Таков Гоголь перед Иерусалимом, таков – и ещё более укреплённый в идее возврата
– он после Иерусалима. Иерусалим – рубеж, который он сам себе поставил и должен был перешагнуть.Он вновь (и на этот раз окончательно) вернулся в Россию. Затянувшееся время бегства закончилось. Плутания по чужим землям и всяким «кривым» дорогам привели его наконец в родную гавань, где ждали его дом, мать, работа… и смерть. Но он не знал, что здесь подстерегает его ещё одно испытание, ещё один «крюк» в сторону от пути, который он себе назначил, поклявшись отдаться только одному милому искусству и забыть о земном.

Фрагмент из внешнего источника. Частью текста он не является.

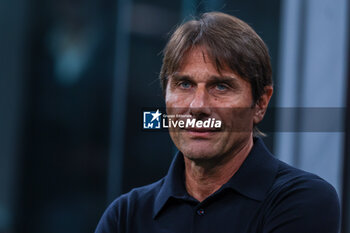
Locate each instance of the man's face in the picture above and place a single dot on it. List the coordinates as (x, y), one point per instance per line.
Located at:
(198, 90)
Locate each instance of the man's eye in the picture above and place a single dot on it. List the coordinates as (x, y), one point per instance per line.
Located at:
(221, 87)
(185, 85)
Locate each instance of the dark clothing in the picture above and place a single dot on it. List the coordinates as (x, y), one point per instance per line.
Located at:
(264, 196)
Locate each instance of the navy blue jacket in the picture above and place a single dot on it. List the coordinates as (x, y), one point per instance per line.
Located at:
(264, 196)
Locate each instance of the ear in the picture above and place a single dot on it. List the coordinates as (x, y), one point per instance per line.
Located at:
(262, 103)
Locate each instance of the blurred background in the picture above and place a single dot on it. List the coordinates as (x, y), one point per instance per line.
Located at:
(75, 75)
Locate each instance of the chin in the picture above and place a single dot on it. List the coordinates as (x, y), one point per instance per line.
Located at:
(199, 154)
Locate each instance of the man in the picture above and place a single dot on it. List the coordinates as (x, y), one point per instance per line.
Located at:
(222, 179)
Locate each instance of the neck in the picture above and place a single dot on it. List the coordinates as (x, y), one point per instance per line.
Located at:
(204, 178)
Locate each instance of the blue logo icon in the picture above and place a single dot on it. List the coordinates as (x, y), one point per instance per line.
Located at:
(151, 120)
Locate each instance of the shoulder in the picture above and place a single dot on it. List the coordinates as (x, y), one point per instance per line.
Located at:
(300, 201)
(119, 211)
(293, 180)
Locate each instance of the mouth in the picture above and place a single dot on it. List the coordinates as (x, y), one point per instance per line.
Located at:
(201, 133)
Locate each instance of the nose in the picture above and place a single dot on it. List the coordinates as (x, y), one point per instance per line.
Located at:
(199, 107)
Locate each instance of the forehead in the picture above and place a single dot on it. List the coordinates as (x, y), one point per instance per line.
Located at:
(197, 60)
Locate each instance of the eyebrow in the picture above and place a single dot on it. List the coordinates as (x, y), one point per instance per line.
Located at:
(211, 79)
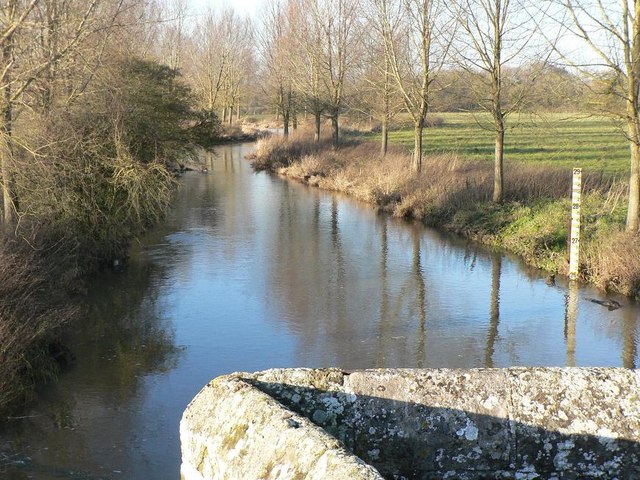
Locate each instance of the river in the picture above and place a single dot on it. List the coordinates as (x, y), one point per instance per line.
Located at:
(249, 272)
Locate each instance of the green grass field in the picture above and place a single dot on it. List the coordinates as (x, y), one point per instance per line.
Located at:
(595, 144)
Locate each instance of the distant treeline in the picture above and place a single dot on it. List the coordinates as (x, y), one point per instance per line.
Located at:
(91, 128)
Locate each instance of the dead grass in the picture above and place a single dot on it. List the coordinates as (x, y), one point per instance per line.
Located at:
(612, 264)
(455, 194)
(33, 305)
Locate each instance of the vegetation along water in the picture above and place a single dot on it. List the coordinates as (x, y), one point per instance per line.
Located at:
(466, 115)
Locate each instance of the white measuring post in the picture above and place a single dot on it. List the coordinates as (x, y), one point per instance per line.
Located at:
(574, 251)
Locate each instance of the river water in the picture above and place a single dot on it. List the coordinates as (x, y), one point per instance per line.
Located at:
(251, 272)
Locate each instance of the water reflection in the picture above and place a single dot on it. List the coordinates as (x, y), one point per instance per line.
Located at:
(252, 272)
(494, 311)
(90, 419)
(570, 318)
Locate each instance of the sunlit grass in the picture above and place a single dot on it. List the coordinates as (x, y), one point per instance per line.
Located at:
(593, 143)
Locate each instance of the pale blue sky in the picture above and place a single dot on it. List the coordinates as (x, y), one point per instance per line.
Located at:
(245, 7)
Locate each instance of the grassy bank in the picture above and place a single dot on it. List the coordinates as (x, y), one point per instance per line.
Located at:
(454, 194)
(85, 179)
(551, 139)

Им станет, как скажет он позже, «отвлеченье на миг», отвлечение земное, сильное, которое отзовётся в нём содроганьем всех нервов и ещё раз оторвёт его от труда и заставит вновь «пасть» в глазах самого себя.
2
Что ж, пора и в нашей книге явиться роману
: что же за книга без романа, и герой без романа, и жизнь без романа? Роман Гоголя непохож на другие романы, он гоголевский роман: будто бы он был и вместе с тем его не было. Кажется, есть все свидетельства, и в то же время нет их, кажется, на этот раз был пойман он за руку, схвачен на месте преступления и опознан – нет, отвертелся, вывернулся, ушёл и такого туману напустил всем в глаза, что, протёрши их, ещё долго причастные к этой истории спрашивали себя: а было ли что-нибудь на самом деле или только причудилось?Даже сама графиня Анна Михайловна Вьельгорская, героиня романа, едва ли бы смогла ответить, было ли. И с нею, как с биографами своими, сыграл Гоголь очередную шутку: на что-то намекнул, о чём-то невзначай проговорился, но, оставив себе все пути для отступления, ничего не сказал
. В двусмысленное положение поставил он её тщеславие и наше любопытство – и то и другое остались неудовлетворёнными, им отпущено только право на догадки, которые не могут служить доказательствами.Но в том, что в конце 1848 – начале 1849 года между Гоголем и Анной Михайловной Вьельгорской что-то произошло, сомневаться не приходится.
То был роман без романа
и всё же полноценный роман, хотя, как и во всех душевных предприятиях Гоголя, подмешалось тут много «головы». Чего было более – идейного расчёта или чувств, – нелегко решить. Потеряв надежду учить всю Русь (рана от неудачи с «Выбранными местами» была ещё свежа), Гоголь остановился на одной душе и этой душою избрал душу женщины.Анне Михайловне было двадцать пять лет. Она единственная из дочерей графа Михаила Юрьевича и графини Луизы Карловны Вьельгорских была свободна. И хотя свет краем соблазнов успел задеть её, хотя успела она избаловаться разъездами по заграницам – Вьельгорские с 1828 года странствовали по Европе и редко живали в России, – хотя русский язык был для неё почти чужим (читала и писала по-французски), тем, может быть, и лучше было для Гоголя: он подходил к своей задаче как «врач». Он часто в последние годы называл себя «врачом», имея в виду, что его дело – лечить заболевшее русское общество.
Тем более это относилось к «свету», к которому принадлежала его избранница. Гоголь хотел влиять на «свет», и он выбрал светскую женщину.